Highlights & Insights¶
- Introducing the traditional animation concept of "layers" into AI generation is a natural and valuable innovation. Layer separation enables independent control over different elements, substantially improving controllability.
- The data curation pipeline is elegantly designed: iterative SAM+SAM2 segmentation addresses newly appearing elements, while motion-based hierarchical merging resolves over-segmentation—forming a complete and reusable engineering solution.
- Composite control (applying different control modalities to different layers) is a unique capability that is not achievable within conventional frame-level control frameworks.
- The framework supports interactive layer mask creation via SAM point-click interaction, lowering the barrier to use.
Limitations & Future Work¶
- The maximum layer capacity is fixed at 4, which may be insufficient for complex animation scenes.
- The model is trained and evaluated solely on the animation domain; generalization to layered editing of live-action video has not been validated.
- Motion scores are scalar quantities and cannot distinguish directional motion (e.g., leftward vs. rightward), potentially requiring richer motion representations.
- The framework depends on ToonCrafter pretrained weights, constraining model capacity and generation quality to the base model.
Related Work & Insights¶
- Compared to AniDoc (character-only) and LVCD (frame-level sketch control), LayerAnimate is more general and supports multimodal control.
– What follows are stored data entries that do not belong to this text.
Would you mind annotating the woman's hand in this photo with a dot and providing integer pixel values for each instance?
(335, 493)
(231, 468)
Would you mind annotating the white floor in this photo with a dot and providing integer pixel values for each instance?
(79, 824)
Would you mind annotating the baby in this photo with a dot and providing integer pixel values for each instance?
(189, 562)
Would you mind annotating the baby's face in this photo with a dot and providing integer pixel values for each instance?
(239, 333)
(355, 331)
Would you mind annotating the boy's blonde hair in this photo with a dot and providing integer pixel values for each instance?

- The data curation pipeline can supply training data for other tasks requiring layer annotations, such as animation segmentation and animation editing.
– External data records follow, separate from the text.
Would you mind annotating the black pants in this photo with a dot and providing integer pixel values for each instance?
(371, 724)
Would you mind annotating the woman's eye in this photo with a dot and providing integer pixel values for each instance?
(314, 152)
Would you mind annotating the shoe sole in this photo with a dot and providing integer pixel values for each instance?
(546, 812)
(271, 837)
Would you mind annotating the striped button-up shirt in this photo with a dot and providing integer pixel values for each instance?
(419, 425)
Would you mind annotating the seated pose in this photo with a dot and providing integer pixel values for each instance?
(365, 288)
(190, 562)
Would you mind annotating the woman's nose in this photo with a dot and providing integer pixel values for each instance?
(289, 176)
- The concept of layer-level control is generalizable to live-action video editing (e.g., independent foreground/background control).
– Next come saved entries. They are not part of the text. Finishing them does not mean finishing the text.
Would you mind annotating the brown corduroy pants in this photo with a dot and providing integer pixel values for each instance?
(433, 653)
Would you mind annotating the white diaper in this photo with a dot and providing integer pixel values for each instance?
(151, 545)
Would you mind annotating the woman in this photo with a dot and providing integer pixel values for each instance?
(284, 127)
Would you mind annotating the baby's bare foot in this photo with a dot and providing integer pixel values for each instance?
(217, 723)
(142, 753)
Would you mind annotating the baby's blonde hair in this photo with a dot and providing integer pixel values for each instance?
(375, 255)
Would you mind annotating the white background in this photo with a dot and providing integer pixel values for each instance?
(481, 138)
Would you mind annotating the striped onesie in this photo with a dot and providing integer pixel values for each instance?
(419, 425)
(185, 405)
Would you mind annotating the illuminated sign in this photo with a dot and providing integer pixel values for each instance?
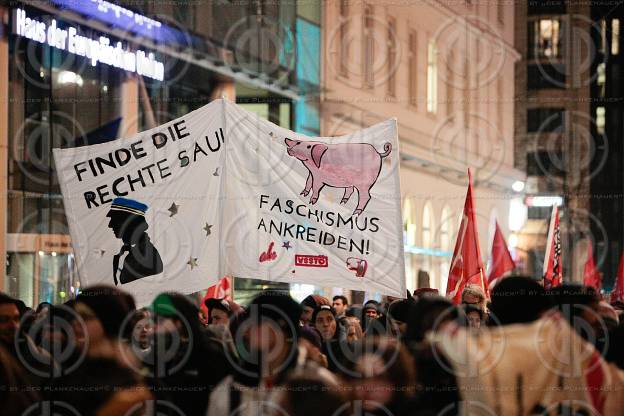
(543, 201)
(97, 50)
(125, 19)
- Future work may explore layer control frameworks based on DiT architectures to support higher resolutions and longer videos.
Rating¶
- Novelty: ⭐⭐⭐⭐⭐ Layer-level control represents a paradigm innovation in animation generation.
- Experimental Thoroughness: ⭐⭐⭐⭐ Comprehensive evaluation across six tasks, with ablation studies and user studies.
- Writing Quality: ⭐⭐⭐⭐ Clear structure with detailed pipeline descriptions.
- Value: ⭐⭐⭐⭐⭐ Strong practical applicability; opens a new direction for AI-assisted animation production.